This is an archived web site for a project that ended in 2016.
 
Diskuse

I Moisten the Roots of All That has Grown

160 years of Walt Whitman’s „Leaves of Grass“
Kamil Bouška, Ondřej Skovajsa, Jan Hlávka, Justin Quinn, the Obec group
Čt 22.10. - 18:00

I find I incorporate gneiss, coal, long-threaded moss, fruits, grains, esculent roots,
And am stucco’d with quadrupeds and birds all over.

— Walt Whitman, 1855

What does Walt Whitman’s Leaves of Grass have to say to today’s reader? In the world buffeted by wars, suffering, fear, and arrogance it is good to listen Whitman’s gospel about the brotherhood and sisterhood of all and sundry. Is not his free verse primarily a means to “wash the gum” from his readers’ eyes into the realization of the divine spark in themselves, other humans, as well as in mice and leaves?
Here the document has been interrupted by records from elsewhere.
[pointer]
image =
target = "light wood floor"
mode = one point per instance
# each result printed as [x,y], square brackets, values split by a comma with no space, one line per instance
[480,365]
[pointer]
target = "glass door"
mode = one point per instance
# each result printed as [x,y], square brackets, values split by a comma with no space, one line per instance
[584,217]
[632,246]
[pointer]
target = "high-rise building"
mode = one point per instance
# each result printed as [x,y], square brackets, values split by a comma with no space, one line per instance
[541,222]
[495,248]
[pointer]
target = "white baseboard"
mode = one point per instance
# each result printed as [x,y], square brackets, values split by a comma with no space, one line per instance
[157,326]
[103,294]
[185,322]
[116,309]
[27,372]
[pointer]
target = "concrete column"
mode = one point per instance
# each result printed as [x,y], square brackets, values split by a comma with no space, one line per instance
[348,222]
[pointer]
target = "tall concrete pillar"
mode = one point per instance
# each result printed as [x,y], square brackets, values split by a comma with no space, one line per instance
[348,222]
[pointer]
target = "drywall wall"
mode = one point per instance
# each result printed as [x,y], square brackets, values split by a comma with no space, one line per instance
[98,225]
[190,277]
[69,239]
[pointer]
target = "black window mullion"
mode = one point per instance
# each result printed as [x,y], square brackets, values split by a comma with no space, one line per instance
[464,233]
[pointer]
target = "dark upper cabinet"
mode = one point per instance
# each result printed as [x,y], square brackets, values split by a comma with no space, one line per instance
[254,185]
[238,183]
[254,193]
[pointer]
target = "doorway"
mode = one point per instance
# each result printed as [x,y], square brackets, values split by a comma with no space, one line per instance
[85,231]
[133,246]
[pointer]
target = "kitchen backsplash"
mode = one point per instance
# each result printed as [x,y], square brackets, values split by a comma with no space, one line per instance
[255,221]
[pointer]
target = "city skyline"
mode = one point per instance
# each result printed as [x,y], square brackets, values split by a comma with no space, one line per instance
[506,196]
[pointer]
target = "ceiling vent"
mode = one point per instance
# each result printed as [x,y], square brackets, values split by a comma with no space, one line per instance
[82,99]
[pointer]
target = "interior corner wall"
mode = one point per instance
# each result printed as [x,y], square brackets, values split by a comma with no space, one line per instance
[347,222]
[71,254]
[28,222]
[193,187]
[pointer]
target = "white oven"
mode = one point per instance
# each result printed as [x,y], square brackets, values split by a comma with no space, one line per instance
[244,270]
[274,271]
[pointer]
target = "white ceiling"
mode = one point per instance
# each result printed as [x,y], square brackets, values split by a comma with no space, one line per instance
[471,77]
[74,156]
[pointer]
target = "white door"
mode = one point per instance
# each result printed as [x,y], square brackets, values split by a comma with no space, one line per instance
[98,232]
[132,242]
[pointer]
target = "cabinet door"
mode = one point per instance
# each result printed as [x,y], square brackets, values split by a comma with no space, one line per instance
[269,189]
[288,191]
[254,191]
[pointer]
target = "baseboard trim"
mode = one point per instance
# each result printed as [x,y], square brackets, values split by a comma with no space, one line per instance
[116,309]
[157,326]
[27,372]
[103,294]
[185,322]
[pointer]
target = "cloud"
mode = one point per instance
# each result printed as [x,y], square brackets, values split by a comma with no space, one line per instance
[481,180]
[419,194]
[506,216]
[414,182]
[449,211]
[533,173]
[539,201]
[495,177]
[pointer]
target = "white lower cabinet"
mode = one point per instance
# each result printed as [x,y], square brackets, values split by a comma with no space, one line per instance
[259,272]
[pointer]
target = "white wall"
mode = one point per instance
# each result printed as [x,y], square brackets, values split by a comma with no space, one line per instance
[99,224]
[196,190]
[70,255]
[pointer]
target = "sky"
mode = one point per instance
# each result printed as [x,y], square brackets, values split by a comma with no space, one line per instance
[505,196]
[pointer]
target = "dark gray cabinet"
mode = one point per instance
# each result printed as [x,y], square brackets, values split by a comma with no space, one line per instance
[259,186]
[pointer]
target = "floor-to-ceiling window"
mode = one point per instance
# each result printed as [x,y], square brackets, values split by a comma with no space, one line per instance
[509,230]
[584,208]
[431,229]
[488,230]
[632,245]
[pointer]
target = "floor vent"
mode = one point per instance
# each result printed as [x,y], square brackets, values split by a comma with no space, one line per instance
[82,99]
And to persuade his readers to live and act upon this realization?

Conversely, however, Whitman’s texts have served a plethora of ideologies, and there have been apparent contradictions in Whitman’s life and work. Whitman dealt with these early on: “Do I contradict myself? / Very well then... I contradict myself /I am large... I contain multitudes.” Yet this answer may not suffice. Such themes are to be asked in a debate held to commemorate four times forty years from the first edition of Leaves of Grass in Brooklyn, N.Y.

Poet Kamil Bouška will open the evening by reading aloud Whitman’s Leaves in Czech translation. Americanist Ondřej Skovajsa will apply oral formulaic theory to examine how Whitman “writes voice,” trying to awaken his reader to a life more perceptive and courageous. Aesthetician Jan Hlávka will reflect upon the contradictory persona of Whitman (as “prophet of sanity” and “poet of barbarism”) in the writings of two American philosophers, William James and George Santayana. Poet and literary historian Justin Quinn will compare the position of Walt Whitman in the US and Czechoslovakia in the 1950s, and then consider the transnational routes he had to travel between the two cultures. An open debate will follow, featuring Whitman’s original voice, and the collage-like manuscripts of Whitman’s poems. A performance by Obec (Marie Ladrová and Ondřej Vavrečka) will gently draw the evening to a close.

The event is organized by the Center of Orality and Literacy Studies. Hosted by Ondřej Skovajsa.